Lässt sich also Energie sparen, wenn das Salz in das kalte Wasser gegeben wird?
Nicht wirklich. Zwar siedet das Wasser schneller, aber der zeitliche Unterschied ist bei den verwendeten Wassermengen zu gering, um nennenswert elektrische Energie zu sparen! Durch das Salzen von kaltem Wasser handelt man sich dafür einen Nachteil ein: So können unliebsame Flecken im Topf dadurch entstehen, dass sich das Salz zunächst nur schlecht in Wasser löst.
Fazit
Energie sparen kann man durch die Wahl des richtigen Zeitpunkts zum Salzen des Nudelwassers leider nur minimal. Nichtsdestotrotz stellt die hier vorgestellte Untersuchung ein funktionales Beispiel dafür dar, wie man Experimentierkompetenzen – insbesondere das Prinzip der Variablenkontrolle – mit Schülerinnen und Schülern anhand einer typischen Fragestellung aus dem Alltag üben kann. Auch für den naturwissenschaftlichen Unterricht in den Jahrgangsstufen 5/6 bietet der Kontext des Kochens von Nudeln einen geeigneten Zugang zur Förderung von Kompetenzen im Bereich der Erkenntnisgewinnung [siehe 5].

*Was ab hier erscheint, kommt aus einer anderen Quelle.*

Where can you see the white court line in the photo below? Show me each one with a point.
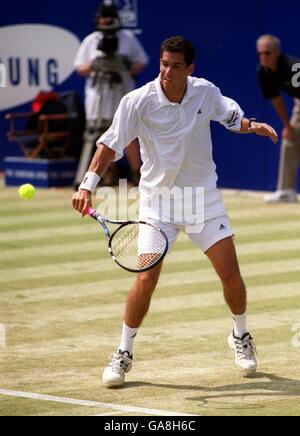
(62, 400)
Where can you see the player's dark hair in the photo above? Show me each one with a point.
(179, 44)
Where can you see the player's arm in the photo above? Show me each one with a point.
(261, 129)
(282, 110)
(82, 200)
(84, 70)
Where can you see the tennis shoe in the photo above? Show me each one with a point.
(119, 366)
(245, 352)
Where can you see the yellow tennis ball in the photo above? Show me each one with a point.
(27, 192)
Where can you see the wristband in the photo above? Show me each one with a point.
(252, 120)
(90, 181)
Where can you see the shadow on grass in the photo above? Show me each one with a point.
(236, 396)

Zum Abschluss: Eine echte Möglichkeit dafür, beim Nudelkochen elektrische Energie zu sparen, wollen wir Ihnen nicht vorenthalten. Der italienischen Physiker und Nobelpreisträgers Giorgio Parisi schlägt folgendes vor: „Das Wasser in der Pfanne zum Kochen bringen, die Pasta hineingeben, Deckel drauf – und dann sofort oder nach zwei Minuten den Herd abstellen.“ [6] Durch das „passive“ Kochen der Pasta müsse diese zwar bis zu zwei Minuten länger garen, allerdings ließen sich laut Parisi dadurch bis zu 47 % Energie sparen [6].
Literatur:
[1] https://www.sevencooks.com/de/magazin/nudelwasser-richtig-salzen-46UPSswgOq707lQQcGKBvd, letzter Zugriff: 17.12.23
[2] [2] Atkins, P. W. (2001). Physikalische Chemie. 3. Auflage, Wiley-VCH.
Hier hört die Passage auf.